Er hat noch nie eine so große zusammenhängende, lebensfeindliche und doch faszinierende Landoberfläche gesehen, wie sie unter ihm durchgleitet. Gerade verschwindet Las Vegas und des Chronisten unsichtbare neunte Linie von Mesquite dahin.

Zwischen LA und Salt Lake City

Unter einem grauen New Yorker Himmel war er vor zwanzig Tagen angekommen und hat in ein fröhliches Blau hinein in Kalifornien die Heimreise angetreten. Dazwischen lag eine Linie, ein Schnitt durch ein riesiges Land, mit Menschen, die ihm immer wohlgesonnen waren, die ihn in weißen Laken beherbergt, ernährt, unterhalten oder einfach in Ruhe gelassen haben.

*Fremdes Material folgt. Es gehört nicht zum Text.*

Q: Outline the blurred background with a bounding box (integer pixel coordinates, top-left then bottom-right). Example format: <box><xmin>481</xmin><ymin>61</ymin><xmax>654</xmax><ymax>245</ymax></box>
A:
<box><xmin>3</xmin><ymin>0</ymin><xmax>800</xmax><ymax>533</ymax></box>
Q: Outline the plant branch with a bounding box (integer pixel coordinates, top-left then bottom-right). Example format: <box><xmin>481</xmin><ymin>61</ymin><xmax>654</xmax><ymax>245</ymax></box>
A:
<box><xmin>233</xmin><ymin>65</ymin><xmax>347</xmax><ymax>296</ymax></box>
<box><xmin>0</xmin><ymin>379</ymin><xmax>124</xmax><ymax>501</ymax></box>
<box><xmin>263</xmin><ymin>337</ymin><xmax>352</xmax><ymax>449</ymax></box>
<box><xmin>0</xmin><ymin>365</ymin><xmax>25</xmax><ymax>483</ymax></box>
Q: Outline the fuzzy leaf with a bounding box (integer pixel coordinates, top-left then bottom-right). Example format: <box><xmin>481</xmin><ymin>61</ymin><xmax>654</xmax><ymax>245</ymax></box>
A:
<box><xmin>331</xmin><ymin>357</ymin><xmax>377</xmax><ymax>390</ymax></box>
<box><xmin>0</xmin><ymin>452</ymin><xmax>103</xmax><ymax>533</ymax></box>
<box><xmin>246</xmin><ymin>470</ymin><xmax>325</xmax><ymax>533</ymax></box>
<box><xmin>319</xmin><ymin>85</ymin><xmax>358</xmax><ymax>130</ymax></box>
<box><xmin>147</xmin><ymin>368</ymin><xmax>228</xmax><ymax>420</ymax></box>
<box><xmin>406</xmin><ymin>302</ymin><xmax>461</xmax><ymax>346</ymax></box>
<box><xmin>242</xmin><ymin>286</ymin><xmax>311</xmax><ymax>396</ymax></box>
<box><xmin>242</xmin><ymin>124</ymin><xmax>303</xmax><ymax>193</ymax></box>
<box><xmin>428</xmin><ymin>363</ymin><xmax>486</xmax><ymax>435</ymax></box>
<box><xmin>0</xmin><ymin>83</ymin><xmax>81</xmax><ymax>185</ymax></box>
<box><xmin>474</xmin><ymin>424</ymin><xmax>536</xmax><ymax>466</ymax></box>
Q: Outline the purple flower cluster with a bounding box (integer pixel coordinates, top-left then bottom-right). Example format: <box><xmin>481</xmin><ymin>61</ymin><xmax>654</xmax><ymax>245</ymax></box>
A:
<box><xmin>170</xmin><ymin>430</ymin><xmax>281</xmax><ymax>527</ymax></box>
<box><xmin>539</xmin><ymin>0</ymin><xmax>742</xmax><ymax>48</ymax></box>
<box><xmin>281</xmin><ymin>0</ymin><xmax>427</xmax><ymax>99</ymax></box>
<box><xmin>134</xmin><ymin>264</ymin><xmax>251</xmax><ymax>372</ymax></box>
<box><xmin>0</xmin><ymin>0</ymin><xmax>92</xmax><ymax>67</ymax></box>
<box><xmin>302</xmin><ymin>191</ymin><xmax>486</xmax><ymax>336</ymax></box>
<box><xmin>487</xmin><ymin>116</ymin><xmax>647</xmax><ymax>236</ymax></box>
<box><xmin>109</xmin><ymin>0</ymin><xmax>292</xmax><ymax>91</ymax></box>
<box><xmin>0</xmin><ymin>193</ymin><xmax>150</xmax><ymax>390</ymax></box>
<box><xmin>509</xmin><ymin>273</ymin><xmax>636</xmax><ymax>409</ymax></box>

Er hat 1185 km im Sattel gesessen und ein Vielfaches in Bussen. Er hat das Glück, sich das leisten zu können, hat das Glück einen Pass zu besitzen, der ihm die Freiheit gewährt, in alle Welt zu reisen und schließlich hatte er Glück im ganzen Vorhaben. Auch mit der eigenen Technik. Außer drei Plattfüßen hat das Rennrad ihm keinen Ärger gemacht. Diese leichtfüßige Konstruktion aus Carbon hat gehalten, diese präzise Technik aus Japan hat immer schön gearbeitet, Simon Geschke hat vorn im Wind tapfer ausgehalten und trotz ruppiger Stauprozesse in die Buskeller nicht mal seinen Helm verloren.

Der tapfere Simon

Er selber hat keinen zu großen Mist gemacht und immer versucht, gut aufzupassen. Das eine Mal, als er mit eineinhalb Bier intus doch leichtfertig war, hat der Autofahrer es für ihn getan. Auf den Highways und Interstates hat ihn kein luschig befestigtes Dixiklo aus dem Sattel gefegt, kein loser Spanngurt eines Trucks ausgepeitscht. Nein. Er ist heile angekommen. Danke, wer immer dafür mit aufgepasst hat. Er ist besonders euch allen dankbar, denen, die bei der Vorbereitung mit Hand angelegt haben, denen, die ihm seinen Segen gegeben haben, was ihm ganz wichtig war, allen, die sich unterwegs geäußert haben, was immer besonders schön ist. On Top die Enkelvideos. Dankeschön, Männer! Und besonders dir Lea, die du jeden Morgen vor der Arbeit dir die Texte aus dem Himmel geholt hast, sie mit den richtigen Fotos versehen und am Ende feingeschliffen hast. Weder hatte der Chronist mit dem Mini-iPhone das nötige Werkzeug, noch hätte er die Luft dafür gehabt.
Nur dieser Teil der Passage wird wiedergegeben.